Pass it on, brother.


----------



## stev (Jan 26, 2011)

peta   People Eat Tasty Animals


----------



## HermanMerman (Jan 26, 2011)

stev said:


> peta   people eat tasty animals



I am with you dude. People EAT tasty animals. Or at least sell their fur for profit in order to feed themselves. I am cool with either one. There aren't many other honorable applications.


----------



## huntfish (Jan 26, 2011)

HermanMerman said:


> I will never understand how someone can kill an animal and not utilize it to ensure their own survival. And by this I am referring to anyone that kills something just to mount it, skin it for it's hide so they can drape it over their sofa, or even if they throw it in a ditch for the buzzards. It makes me sick to see it happen. Life is a pretty cool thing, and it deserves better.
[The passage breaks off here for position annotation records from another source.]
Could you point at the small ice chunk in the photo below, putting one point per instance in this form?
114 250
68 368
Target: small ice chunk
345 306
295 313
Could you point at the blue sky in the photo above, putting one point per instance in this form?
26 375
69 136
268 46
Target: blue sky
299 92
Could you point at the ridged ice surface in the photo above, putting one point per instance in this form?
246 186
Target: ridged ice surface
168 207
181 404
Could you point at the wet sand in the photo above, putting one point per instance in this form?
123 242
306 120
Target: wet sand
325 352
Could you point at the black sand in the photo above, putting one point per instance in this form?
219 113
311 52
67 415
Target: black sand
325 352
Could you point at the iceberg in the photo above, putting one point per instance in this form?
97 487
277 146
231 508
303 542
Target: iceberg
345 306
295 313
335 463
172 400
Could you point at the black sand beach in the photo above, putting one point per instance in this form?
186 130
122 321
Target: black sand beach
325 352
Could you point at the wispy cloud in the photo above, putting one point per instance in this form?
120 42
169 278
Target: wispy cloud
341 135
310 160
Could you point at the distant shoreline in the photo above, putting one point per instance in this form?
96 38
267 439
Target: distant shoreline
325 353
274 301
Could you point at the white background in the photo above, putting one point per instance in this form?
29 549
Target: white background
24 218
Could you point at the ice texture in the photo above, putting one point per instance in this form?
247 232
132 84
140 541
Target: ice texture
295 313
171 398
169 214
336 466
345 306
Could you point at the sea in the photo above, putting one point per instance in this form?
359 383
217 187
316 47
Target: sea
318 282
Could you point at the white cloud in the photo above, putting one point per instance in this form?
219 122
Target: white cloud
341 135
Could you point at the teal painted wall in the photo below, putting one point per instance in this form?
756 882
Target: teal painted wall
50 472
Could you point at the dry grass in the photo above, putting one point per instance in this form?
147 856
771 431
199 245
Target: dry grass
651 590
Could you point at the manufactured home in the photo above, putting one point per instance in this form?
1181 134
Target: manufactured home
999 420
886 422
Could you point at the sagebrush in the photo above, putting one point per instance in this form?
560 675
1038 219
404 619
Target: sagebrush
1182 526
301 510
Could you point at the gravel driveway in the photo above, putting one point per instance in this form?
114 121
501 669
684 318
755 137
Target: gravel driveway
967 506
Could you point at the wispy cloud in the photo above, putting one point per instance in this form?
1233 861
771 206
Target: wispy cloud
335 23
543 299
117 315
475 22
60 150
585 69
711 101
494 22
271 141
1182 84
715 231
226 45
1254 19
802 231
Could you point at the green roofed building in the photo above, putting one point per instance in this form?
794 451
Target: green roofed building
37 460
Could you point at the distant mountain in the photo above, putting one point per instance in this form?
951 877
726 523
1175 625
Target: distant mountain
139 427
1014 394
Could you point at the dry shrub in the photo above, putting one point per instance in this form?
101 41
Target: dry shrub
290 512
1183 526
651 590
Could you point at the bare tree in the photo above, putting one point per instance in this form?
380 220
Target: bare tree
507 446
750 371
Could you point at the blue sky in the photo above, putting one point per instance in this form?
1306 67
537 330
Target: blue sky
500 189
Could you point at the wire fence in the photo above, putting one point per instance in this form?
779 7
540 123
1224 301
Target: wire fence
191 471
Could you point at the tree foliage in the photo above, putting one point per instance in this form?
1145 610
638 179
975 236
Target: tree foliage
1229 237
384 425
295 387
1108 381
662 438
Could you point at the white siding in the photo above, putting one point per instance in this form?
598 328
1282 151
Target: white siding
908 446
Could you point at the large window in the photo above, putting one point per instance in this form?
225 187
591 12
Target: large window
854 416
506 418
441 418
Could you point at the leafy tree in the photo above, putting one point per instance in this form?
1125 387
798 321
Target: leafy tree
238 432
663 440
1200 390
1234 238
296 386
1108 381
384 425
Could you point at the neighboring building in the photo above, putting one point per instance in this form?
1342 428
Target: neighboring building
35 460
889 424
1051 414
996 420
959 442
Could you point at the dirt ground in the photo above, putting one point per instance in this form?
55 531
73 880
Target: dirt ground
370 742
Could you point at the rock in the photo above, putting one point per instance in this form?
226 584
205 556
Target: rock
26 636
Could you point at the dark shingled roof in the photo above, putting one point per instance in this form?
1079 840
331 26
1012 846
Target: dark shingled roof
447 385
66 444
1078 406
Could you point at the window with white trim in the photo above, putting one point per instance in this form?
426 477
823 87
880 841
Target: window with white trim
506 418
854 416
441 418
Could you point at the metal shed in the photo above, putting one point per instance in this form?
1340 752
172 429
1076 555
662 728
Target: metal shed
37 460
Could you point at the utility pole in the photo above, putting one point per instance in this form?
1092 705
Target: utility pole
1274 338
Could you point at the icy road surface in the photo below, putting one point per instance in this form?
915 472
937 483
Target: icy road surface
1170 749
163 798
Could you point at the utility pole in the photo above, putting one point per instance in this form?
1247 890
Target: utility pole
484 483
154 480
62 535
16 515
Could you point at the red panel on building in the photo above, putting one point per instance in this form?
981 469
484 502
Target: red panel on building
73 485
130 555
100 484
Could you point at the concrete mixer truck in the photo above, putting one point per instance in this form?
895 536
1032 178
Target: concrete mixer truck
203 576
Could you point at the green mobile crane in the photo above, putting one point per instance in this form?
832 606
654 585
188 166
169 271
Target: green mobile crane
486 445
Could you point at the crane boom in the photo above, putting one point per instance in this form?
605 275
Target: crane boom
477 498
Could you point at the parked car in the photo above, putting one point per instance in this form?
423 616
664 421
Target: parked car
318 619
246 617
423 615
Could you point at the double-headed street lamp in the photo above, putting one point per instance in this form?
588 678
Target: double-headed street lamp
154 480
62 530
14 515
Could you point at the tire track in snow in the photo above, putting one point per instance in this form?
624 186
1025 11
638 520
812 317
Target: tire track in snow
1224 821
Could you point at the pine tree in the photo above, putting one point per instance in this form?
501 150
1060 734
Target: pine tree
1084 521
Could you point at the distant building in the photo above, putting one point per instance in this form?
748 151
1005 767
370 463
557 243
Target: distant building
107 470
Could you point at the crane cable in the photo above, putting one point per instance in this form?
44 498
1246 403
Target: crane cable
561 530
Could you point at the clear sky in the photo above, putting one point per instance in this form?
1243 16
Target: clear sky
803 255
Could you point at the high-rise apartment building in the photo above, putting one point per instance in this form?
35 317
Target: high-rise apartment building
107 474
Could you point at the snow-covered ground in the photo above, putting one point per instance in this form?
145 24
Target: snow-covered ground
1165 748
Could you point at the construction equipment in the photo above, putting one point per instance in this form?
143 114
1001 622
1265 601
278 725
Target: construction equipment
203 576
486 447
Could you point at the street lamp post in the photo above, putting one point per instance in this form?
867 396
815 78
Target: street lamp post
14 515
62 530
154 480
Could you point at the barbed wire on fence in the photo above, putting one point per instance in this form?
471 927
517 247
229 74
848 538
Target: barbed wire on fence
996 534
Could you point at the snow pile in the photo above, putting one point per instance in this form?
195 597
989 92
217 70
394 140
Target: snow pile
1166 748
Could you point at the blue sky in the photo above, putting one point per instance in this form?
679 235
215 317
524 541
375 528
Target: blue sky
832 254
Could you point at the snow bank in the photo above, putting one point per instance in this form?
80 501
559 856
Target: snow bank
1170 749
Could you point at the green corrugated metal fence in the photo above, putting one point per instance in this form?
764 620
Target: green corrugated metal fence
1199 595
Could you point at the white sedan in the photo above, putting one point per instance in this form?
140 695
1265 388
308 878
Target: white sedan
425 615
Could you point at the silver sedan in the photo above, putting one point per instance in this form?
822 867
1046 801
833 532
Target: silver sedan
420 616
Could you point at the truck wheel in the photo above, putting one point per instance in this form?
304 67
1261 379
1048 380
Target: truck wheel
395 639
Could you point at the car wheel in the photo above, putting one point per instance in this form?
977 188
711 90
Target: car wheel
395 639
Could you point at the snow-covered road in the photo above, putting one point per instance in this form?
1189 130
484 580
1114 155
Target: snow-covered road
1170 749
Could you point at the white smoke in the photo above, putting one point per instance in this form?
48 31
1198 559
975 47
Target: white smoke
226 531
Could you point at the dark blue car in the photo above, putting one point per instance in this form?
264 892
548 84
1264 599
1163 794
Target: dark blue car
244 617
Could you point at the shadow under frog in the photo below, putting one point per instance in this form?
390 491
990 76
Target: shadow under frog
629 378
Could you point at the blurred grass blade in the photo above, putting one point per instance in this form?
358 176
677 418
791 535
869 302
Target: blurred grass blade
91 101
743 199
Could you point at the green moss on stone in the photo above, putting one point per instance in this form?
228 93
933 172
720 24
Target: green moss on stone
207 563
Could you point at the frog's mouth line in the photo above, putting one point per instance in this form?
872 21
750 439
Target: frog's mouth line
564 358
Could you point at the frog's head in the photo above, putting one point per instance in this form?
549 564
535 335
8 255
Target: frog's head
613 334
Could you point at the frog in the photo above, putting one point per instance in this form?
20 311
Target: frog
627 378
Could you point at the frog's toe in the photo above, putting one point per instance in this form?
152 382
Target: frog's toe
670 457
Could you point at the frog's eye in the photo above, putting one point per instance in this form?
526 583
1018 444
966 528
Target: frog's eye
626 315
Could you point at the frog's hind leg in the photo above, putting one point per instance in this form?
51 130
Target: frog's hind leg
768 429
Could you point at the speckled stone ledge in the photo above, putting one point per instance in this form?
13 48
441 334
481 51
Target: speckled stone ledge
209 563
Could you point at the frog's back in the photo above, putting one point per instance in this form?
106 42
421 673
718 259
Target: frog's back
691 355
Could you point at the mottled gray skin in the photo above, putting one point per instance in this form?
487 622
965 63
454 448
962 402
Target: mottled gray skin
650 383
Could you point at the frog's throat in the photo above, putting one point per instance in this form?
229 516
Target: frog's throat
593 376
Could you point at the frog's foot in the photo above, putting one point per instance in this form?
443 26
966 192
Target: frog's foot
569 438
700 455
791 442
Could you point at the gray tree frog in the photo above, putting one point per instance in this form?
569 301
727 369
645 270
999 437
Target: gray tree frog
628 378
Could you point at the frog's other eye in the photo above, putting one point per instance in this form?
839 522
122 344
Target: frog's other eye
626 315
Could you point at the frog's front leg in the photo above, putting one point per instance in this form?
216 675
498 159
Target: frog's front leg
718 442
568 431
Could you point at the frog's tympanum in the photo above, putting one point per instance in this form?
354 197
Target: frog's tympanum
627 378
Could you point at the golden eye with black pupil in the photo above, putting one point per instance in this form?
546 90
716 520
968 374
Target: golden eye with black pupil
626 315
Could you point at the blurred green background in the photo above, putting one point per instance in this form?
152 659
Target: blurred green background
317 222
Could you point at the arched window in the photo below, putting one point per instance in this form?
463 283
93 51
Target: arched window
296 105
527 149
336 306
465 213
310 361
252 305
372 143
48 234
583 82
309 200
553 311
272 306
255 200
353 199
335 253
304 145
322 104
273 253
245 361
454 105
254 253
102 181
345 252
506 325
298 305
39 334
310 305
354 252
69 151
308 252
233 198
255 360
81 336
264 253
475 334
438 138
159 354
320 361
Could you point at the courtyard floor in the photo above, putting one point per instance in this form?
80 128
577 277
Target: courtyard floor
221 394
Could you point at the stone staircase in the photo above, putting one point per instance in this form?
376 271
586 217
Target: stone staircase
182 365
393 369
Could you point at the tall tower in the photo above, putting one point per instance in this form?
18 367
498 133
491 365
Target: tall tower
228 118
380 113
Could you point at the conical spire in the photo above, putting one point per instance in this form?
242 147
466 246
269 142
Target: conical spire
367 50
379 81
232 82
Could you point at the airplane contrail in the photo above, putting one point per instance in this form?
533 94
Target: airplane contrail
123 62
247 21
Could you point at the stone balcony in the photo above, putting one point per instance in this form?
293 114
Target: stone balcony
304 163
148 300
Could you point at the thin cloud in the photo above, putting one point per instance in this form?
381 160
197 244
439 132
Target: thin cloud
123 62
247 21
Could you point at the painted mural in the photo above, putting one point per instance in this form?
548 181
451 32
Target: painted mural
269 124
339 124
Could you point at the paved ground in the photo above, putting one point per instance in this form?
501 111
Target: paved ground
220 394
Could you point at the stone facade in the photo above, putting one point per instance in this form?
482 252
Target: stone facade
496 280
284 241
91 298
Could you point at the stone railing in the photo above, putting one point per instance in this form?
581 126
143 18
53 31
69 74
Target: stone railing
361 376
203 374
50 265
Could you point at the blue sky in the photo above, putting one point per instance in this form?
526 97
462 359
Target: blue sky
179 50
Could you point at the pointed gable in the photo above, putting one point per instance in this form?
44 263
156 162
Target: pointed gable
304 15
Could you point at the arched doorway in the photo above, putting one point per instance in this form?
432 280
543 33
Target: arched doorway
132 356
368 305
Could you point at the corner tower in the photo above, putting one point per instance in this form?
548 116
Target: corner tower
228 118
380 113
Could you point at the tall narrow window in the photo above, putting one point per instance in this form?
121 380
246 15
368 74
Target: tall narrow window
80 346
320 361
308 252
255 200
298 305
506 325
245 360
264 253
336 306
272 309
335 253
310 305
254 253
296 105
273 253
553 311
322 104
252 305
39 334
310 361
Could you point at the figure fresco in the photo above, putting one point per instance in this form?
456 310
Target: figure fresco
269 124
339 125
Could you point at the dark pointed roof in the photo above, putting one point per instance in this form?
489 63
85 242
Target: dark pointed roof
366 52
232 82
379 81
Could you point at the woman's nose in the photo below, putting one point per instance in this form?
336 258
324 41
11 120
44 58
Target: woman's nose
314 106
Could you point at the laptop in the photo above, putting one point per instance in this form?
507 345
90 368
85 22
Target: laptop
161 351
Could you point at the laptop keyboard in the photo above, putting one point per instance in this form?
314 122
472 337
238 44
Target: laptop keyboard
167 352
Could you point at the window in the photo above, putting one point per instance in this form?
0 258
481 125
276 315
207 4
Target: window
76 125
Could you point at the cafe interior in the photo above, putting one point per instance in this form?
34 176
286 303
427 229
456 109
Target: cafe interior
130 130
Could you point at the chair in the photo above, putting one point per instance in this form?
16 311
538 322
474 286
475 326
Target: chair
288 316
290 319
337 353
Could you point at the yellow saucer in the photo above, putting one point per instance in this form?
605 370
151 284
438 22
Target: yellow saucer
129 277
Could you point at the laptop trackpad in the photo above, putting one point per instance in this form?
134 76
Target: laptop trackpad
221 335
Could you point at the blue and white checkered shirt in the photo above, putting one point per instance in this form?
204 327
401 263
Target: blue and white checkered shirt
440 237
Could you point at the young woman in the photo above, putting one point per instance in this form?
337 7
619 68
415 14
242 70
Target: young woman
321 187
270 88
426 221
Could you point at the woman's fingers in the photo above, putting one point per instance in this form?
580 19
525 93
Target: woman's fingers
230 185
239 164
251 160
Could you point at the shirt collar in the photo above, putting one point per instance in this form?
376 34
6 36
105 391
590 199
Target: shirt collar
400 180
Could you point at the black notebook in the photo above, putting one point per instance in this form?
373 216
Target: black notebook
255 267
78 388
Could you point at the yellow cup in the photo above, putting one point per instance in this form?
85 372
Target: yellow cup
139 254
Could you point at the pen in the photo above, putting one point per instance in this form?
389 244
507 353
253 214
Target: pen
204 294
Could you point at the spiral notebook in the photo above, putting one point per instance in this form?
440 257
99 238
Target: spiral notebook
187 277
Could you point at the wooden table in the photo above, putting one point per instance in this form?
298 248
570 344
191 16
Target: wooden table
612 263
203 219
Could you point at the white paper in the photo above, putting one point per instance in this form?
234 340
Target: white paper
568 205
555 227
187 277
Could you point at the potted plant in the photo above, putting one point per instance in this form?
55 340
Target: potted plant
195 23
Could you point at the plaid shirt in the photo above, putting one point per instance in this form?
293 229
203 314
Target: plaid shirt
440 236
Wanton waste of wildlife is illegal in all 50 states.   Are you reporting what you say is ocurring?


----------



## chuckb7718 (Jan 26, 2011)

HermanMerman said:


> I am with you dude. People EAT tasty animals. Or at least sell their fur for profit in order to feed themselves. I am cool with either one. There aren't many other honorable applications.



Prolly gone get on your bad side here, but oh well!
I shot a coyote this deer season.....I AIN'T gonna eat him!

I'm not gonna sell his pelt (that I'm paying to have soft tanned).

I'm having him skinned and soft pelted, nose to tail, for nothing other than a 'look at pretty'!

I'm planning on hanging the pelt on the wall next to 1 of my deer heads.
 Right close to the rattlesnake skin.
What's wrong with that?


----------



## dawg2 (Jan 26, 2011)

HermanMerman said:


> I will never understand how someone can kill an animal and not utilize it to ensure their own survival. And by this I am referring to anyone that kills something just to mount it, skin it for it's hide so they can drape it over their sofa, or even if they throw it in a ditch for the buzzards. It makes me sick to see it happen. Life is a pretty cool thing, and it deserves better.



I kill armadillos on a regular basis and feed the buzzards with them.  I would be more than happy to mail them to you so you can practice your survival skills.  My level of desperation has not quite reached a point where I need them for subsistence....nor hats, shields, shin guards etc.


----------



## HermanMerman (Jan 26, 2011)

dawg2 said:


> I kill armadillos on a regular basis and feed the buzzards with them.  I would be more than happy to mail them to you so you can practice your survival skills.  My level of desperation has not quite reached a point where I need them for subsistence....nor hats, shields, shin guards etc.



We might be on the same page. If they are digging holes that your cattle step into which result in broken legs, then you killed them in an honorable fashion. If you shot them out of your deer stand just for target practice, then that is where we disagree.


----------



## dawg2 (Jan 26, 2011)

HermanMerman said:


> We might be on the same page. If they are digging holes that your cattle step into which result in broken legs, then you killed them in an honorable fashion. If you shot them out of your deer stand just for target practice, then that is where we disagree.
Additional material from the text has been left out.